Zero downtime sounds like magic. It is mostly discipline: reload instead of restart, health checks before trusting the new version, and enough instances that one going down does not matter. Here is the pipeline I use.

PM2 reload vs restart

This is the single most important thing to know. pm2 restart kills and replaces the process. pm2 reload rolls instances one at a time. With a clustered Node app, reload means at least one worker is always accepting requests.

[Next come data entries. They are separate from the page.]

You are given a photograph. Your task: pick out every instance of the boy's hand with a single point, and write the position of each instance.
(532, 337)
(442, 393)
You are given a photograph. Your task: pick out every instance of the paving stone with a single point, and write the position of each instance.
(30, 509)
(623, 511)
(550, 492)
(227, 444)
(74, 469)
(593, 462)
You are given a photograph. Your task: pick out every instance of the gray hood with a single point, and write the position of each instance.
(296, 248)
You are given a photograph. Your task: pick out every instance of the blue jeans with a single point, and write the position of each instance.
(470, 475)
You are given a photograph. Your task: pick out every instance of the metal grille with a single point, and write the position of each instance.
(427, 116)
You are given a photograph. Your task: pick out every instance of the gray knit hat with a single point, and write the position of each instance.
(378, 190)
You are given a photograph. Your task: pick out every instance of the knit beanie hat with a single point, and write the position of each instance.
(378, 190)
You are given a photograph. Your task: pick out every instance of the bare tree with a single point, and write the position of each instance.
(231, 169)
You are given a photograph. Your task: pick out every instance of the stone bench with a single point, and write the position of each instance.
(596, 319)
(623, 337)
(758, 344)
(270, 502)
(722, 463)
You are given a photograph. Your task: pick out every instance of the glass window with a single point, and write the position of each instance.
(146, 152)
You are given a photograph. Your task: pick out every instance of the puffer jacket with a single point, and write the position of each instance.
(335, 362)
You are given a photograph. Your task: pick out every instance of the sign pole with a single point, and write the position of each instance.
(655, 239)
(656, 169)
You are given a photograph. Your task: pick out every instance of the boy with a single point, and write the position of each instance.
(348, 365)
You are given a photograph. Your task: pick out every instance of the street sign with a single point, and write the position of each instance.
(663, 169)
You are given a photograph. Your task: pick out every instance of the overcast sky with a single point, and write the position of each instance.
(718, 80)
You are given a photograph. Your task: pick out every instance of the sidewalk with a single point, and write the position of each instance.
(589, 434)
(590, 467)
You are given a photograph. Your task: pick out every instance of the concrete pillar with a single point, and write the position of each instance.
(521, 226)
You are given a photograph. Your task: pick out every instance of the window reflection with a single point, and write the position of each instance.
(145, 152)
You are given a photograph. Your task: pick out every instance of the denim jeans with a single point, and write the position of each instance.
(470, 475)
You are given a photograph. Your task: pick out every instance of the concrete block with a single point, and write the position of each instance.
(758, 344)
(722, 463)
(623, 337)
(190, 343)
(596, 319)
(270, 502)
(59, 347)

pm2 reload ecosystem.config.js --update-env

The --update-env flag is easy to miss and important. Without it, changes to environment variables do not take effect until the next hard restart, and you will spend 20 minutes debugging why your new env var is not being read.

The ecosystem config

module.exports = {
  apps: [{
    name: 'api',
    script: './dist/main.js',
    instances: 'max',
    exec_mode: 'cluster',
    max_memory_restart: '500M',
    env: { NODE_ENV: 'production' },
  }],
};

instances: 'max' spawns one worker per CPU core. exec_mode: 'cluster' enables load balancing across workers and — critically — enables pm2 reload.

GitHub Actions workflow

name: Deploy
on:
  push:
    branches: [main]

jobs:
  deploy:
    runs-on: ubuntu-latest
    steps:
      - uses: actions/checkout@v4
      - uses: appleboy/ssh-action@v1
        with:
          host: ${{ secrets.DEPLOY_HOST }}
          username: ${{ secrets.DEPLOY_USER }}
          key: ${{ secrets.DEPLOY_KEY }}
          script: |
            cd /var/www/api
            git pull origin main
            pnpm install --frozen-lockfile
            pnpm build
            pm2 reload ecosystem.config.js --update-env

Health checks, not hope

PM2 thinks an instance is healthy when the Node process is up. That is not the same as accepting traffic successfully. I added a post-reload curl loop that polls /health for 30 seconds before the workflow reports success. If the new code has a startup bug, the deploy fails instead of silently hanging.

The part I still do not love

SSH-based deploys are fragile. If I were starting today, I would containerize and push to a registry, then the target pulls and restarts. PM2 reload stays either way.